Microbial denitrification has been regarded as an important process involved in global climate, water quality, and soil fertility1. According to this pathway, nitrate can be sequentially reduced to nitrite, nitric oxide, nitrous oxide, and dinitrogen gas2. In recent years, man-made nanomaterials are widely used in various fields, such as biomedicine, material synthesis, and chemical catalysis, due to their outstanding properties3,4. However, the increasing manufacture and utilization of these nanomaterials inevitably lead to their releases into the environment, which poses the potential risks to the denitrification process5,6,7. For example, the presence of quantum dots was found to negatively affect the activity of denitrifying microorganism8, whereas ZnO nanoparticles (NPs) caused significant inhibition to denitrification of both pure culture and mixed culture9,10. Clearly, previous studies focused on the possible influence of single type of nanomaterial on microbial denitrification. It should be noted that different types of nanomaterials usually coexist in real circumstances11. Therefore, when we assess the nanomaterial-induced risks in real circumstances, the “mixed” effects of nanomaterials need to be considered.

The cytotoxicity of nanomaterials can be affected by their properties12 and the interactions between cells and nanomaterials13. The literature has reported that engineered nanomaterials, such as CNTs, ZnO, and silver NPs, show severe impacts on cell membrane integrity and microbial activity, because they might easily enter cells or release toxic metal ions14,15,16,17,18. Meanwhile, the geometry morphology (such as compactness) of nanomaterial is also related to its cytotoxicity19. Previous studies observed that the features of nanomaterials, such as particle size and geometry, are easily changed with the variations of environmental conditions20,21. Therefore, it can be anticipated that the presence of one type of nanomaterial might affect the characteristics of another when both NPs are present in the same circumstance. However, to date, it is largely unknown whether the coexistence of different nanomaterials could affect the toxicity of single nanomaterial to microbial denitrification in marine sediments.
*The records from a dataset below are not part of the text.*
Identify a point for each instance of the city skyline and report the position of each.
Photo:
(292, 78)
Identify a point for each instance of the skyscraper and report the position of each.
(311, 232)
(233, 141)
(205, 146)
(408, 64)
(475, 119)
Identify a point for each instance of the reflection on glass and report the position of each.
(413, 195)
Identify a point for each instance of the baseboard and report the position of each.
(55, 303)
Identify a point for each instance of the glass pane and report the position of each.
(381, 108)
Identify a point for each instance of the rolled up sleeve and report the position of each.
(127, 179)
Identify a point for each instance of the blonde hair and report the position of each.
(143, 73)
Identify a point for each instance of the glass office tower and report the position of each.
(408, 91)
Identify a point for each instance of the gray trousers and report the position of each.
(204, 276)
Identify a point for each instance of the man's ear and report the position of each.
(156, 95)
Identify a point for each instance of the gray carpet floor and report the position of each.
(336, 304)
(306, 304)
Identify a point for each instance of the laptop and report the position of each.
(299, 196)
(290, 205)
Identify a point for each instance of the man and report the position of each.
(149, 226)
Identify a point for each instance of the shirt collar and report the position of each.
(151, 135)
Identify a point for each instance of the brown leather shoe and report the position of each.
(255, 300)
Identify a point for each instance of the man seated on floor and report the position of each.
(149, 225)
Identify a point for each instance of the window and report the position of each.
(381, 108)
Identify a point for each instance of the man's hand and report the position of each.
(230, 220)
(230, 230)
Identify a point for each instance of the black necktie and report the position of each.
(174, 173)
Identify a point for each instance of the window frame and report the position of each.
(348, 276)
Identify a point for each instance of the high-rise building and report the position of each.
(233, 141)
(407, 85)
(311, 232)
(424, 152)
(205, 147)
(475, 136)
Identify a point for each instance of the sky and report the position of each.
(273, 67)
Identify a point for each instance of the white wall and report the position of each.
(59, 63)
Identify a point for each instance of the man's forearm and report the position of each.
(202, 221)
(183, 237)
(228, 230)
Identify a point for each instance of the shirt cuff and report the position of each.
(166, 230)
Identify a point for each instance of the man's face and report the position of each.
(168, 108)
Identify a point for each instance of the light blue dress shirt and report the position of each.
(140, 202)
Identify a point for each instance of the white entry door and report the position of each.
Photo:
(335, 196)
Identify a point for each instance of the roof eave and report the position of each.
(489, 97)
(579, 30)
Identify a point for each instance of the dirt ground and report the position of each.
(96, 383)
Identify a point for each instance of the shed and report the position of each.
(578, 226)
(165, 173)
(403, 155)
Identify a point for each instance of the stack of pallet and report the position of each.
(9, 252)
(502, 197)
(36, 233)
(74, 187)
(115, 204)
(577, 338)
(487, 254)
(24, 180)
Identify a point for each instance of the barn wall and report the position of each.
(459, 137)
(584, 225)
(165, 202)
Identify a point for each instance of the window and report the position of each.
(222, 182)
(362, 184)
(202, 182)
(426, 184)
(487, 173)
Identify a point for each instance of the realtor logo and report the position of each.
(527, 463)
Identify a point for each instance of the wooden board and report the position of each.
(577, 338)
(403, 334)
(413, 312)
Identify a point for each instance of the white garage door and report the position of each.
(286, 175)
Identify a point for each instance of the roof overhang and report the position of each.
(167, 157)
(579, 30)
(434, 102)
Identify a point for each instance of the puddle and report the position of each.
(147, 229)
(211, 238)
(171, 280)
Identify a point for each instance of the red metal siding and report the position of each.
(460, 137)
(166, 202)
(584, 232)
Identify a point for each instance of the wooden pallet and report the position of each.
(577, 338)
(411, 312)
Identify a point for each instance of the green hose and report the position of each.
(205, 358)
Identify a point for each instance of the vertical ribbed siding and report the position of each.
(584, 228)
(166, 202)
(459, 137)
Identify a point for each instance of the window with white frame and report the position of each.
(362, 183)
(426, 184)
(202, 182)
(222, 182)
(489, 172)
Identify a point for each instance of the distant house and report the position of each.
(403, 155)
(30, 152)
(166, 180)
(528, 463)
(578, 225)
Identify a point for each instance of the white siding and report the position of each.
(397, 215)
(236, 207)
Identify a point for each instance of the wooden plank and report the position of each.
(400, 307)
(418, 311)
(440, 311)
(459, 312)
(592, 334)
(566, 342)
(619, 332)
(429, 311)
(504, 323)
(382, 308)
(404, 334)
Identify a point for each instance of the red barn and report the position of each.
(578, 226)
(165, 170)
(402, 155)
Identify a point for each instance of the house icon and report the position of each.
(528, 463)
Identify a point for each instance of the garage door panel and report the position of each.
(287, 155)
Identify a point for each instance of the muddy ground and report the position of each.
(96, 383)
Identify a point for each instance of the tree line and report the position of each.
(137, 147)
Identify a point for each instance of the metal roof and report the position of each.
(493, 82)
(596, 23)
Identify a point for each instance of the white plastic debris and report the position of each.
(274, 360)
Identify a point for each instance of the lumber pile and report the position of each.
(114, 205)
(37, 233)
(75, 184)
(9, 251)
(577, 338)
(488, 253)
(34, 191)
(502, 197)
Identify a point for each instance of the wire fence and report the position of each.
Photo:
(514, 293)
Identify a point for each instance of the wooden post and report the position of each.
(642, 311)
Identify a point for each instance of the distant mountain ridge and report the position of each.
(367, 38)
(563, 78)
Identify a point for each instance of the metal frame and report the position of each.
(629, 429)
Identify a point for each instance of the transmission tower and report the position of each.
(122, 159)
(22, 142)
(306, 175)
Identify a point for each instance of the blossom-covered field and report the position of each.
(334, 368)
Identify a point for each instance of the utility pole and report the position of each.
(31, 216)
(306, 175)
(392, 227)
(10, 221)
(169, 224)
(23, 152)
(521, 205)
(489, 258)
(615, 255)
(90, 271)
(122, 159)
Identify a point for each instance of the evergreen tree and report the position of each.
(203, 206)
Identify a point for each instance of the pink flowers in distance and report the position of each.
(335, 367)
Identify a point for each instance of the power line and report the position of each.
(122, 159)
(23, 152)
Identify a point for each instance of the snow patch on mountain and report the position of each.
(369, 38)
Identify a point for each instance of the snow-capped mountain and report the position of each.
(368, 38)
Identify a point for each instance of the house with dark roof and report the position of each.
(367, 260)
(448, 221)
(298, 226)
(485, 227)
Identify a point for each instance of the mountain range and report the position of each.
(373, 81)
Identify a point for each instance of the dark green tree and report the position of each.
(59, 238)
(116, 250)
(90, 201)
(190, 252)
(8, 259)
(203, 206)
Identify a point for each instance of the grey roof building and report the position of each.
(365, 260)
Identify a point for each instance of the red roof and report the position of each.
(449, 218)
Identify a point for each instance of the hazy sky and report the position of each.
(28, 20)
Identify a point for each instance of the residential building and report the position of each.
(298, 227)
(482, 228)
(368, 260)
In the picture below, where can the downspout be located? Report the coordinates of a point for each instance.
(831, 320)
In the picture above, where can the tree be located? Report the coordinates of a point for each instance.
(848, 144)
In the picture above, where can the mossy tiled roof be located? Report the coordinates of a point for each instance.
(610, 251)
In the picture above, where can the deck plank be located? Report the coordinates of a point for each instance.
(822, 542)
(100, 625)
Carbon nanotubes, a widely used class of carbon-based nanomaterials, have been shown to be able to cause negative effects on bacterial viability22, soil microbial communities7, and wastewater treatment process23, and their toxicities were determined by functionalization, size, and morphology14,21. Also, CuO NPs were reported to inhibit the denitrification efficiency of microbe24, mediate DNA damage25, or cause genotoxicity26. Nevertheless, once CNTs and CuO NPs co-existed in the environment, their potential environmental risks remain unclear. Here we report the potential effects of CuO NPs, CNTs, and CuO NPs + CNTs on denitrification in marine sediments. Then, the mechanisms for the different toxicities of single (CuO NPs or CNTs) and mixed (CuO NPs + CNTs) nanomaterials to microbial denitrification were explored by analyzing interacting energy, nanomaterial property (including particle polydispersity index, fractal dimension, and electrical property), cell cytoplasm density, carbon source metabolism, reduction equivalent generation, and key enzymes activities. The data from this work show the importance of the “mixed” effects of nanomaterials in real circumstances, when we assess the nanomaterial-induced environmental risks.

Results

CNTs affect the toxicity of CuO NPs to denitrification in marine sediments

Figure 1 illustrates the denitrification performances with single CuO NPs, single CNTs and CuO NPs + CNTs present in marine sediments, respectively. It can be found that the variations of nitrate in the single CNTs tests were almost the same as those in the control. Nevertheless, the concentration of nitrate was significantly higher in the CuO NPs tests than in the control (p < 0.05), which indicated that the reduction of nitrate was significantly inhibited by CuO NPs. When 50 mg/g of CNTs were present in the CuO NPs system, the final nitrate concentration, compared with single CuO NPs, was remarkably decreased from 102.6 to 72.9 mg/L, which was further declined to 52.4 mg/L with the increase of CNTs to 200 mg/g. Meanwhile, the data in Fig. 1B implied that more nitrite accumulation was caused by single CuO NPs, and the final nitrite concentration was 10.66 mg/L, which was 8 times of the control or 9 times of single CNTs. However, the presence of CNTs significantly alleviated the impacts of CuO NPs on nitrite accumulation, and the final nitrite was respectively 6.67 and 4.27 mg/L with the supplement of 50 and 200 mg/g of CNTs. Figure 1C shows that the final removal efficiencies of total NOX-N (NO3-N and NO2-N) in single CuO NPs, single CNTs and control tests were 62.3%, 91.1% and 95.0%, respectively, which became to 73.5% or 81.1% after 50 or 200 mg/g CNTs were present in the CuO NPs system. Clearly, the presence of CNTs reduced the toxicity of CuO NPs to denitrification in marine sediments.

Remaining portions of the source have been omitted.